Quand on regarde Kevin Bazinet, beau jeune homme à la voix aérienne et au talent de musicien indéniable, on se dit que les fées se sont sûrement penchées sur son berceau. Et que ça continue, puisque le gagnant de la troisième édition de La voix sort ces jours-ci un disque aux accents soul-pop, entouré d'une équipe de feu - Marc Dupré à la direction artistique, Tino Izzo à la réalisation, les Productions J à la machine promotionnelle. Même Céline Dion a collaboré à l'écriture d'une chanson, intitulée Come to Me!

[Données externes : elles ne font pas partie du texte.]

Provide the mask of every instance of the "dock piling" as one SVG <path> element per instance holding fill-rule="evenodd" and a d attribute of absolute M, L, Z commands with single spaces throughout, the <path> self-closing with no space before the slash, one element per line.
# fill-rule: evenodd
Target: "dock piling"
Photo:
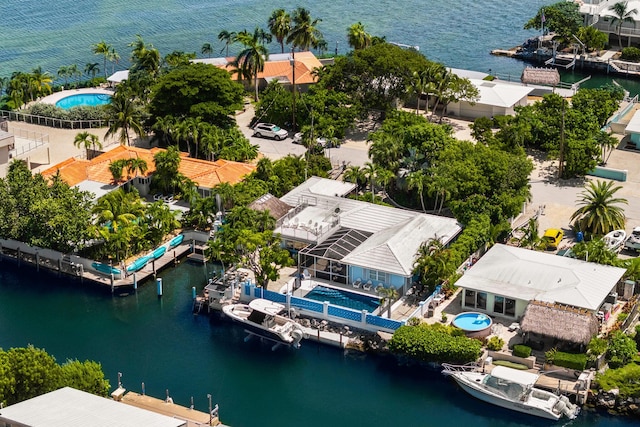
<path fill-rule="evenodd" d="M 156 279 L 156 290 L 158 292 L 158 297 L 162 296 L 162 277 L 158 277 Z"/>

Même s'il est conscient de sa chance - «Ça n'a pas de sens!», lance-t-il en souriant -, le chemin pour y arriver n'a pas été aussi facile qu'il en a l'air. En 2009, alors qu'il avait 18 ans et que sa carrière semblait lancée avec un premier album remarqué, il a craqué sous la pression. L'anxiété aura été sa compagne au cours des années suivantes, jusqu'à ce retour fulgurant à La voix l'hiver dernier.Bref, Kevin Bazinet est bien plus que la nouvelle idole des jeunes filles. Il revient de loin et a pris tous les moyens pour que ça ne se reproduise plus. «Je sais maintenant que je ne suis pas obligé de dire oui à tout, que je dois prendre le temps de cerner ce qui est bon pour moi, ce qui me rendra heureux. J'ai pris trop de choses sur mes épaules et c'est pour ça que ma première carrière n'a pas fonctionné. J'ai juste explosé. Je n'ai pas envie de me rendre là.»

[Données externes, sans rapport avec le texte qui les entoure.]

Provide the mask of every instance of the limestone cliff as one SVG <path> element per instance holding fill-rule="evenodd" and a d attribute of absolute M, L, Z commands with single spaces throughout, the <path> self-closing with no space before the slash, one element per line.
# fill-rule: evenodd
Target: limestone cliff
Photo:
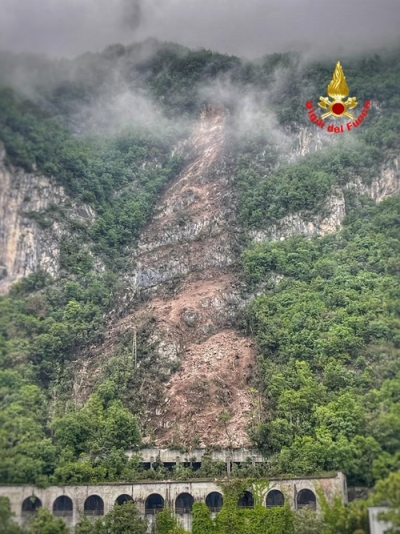
<path fill-rule="evenodd" d="M 376 202 L 399 194 L 400 169 L 398 159 L 394 158 L 390 163 L 387 163 L 370 185 L 363 183 L 360 178 L 355 178 L 344 189 L 354 191 L 358 196 L 368 195 Z M 295 234 L 303 234 L 307 237 L 325 235 L 338 231 L 345 216 L 344 192 L 337 188 L 326 200 L 322 214 L 317 214 L 307 220 L 300 213 L 290 214 L 280 220 L 278 224 L 266 230 L 252 231 L 250 235 L 254 242 L 282 240 Z"/>
<path fill-rule="evenodd" d="M 6 166 L 4 158 L 0 144 L 0 293 L 38 269 L 56 276 L 69 221 L 94 219 L 89 206 L 70 199 L 54 180 Z"/>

Le monde de la musique est une immense industrie avec de gros enjeux financiers, et il constate avec le recul qu'il n'en avait pas conscience. Fort de cette expérience, il estime avoir gagné en maturité et sait maintenant qu'il ne doit pas brûler d'étapes. 

«Je connais mes limites et je vais y aller une marche à la fois. Oui, mon rêve est d'aller à l'international, mais je ne suis pas comme mon frère Bobby [Bazzini], toujours parti d'un bord et de l'autre. Pour moi, c'est plus dur, je ne suis pas fait comme ça. Je dois être plus prudent.»

Pas question non plus d'être un produit de plus sur le marché. Kevin Bazinet a beau dégager une certaine fragilité, il n'a pas l'intention de se laisser imposer un style ou une image. «Marc était là justement pour s'assurer que je puisse m'exprimer, parce que des fois, c'est difficile de mettre son pied à terre. Il avait confiance en moi, et je l'en remercie.»

Le réalisateur Tino Izzo, qui a travaillé avec de nombreux artistes pop au Québec, a bien compris son style, ajoute-t-il. Et au final, oui, Talk to Me est exactement le disque qu'il voulait. «Les gens trouvent que l'album s'est fait rapidement après La voix, mais ce sont des chansons que j'avais écrites au cours des trois, quatre dernières années et que j'ai eu le temps de travailler. Tino, lui il a clenché, par exemple!»

Allier soul et pop

Ceux qui l'écouteront reconnaîtront le garçon sentimental, humain et profond qu'ils ont découvert à la télé, dit-il. «Ce disque me ressemble complètement. Le côté gospel m'intéresse depuis longtemps, et ce n'est pas quelque chose de si radiophonique. Je voulais intégrer ça, tout en gardant le côté pop.»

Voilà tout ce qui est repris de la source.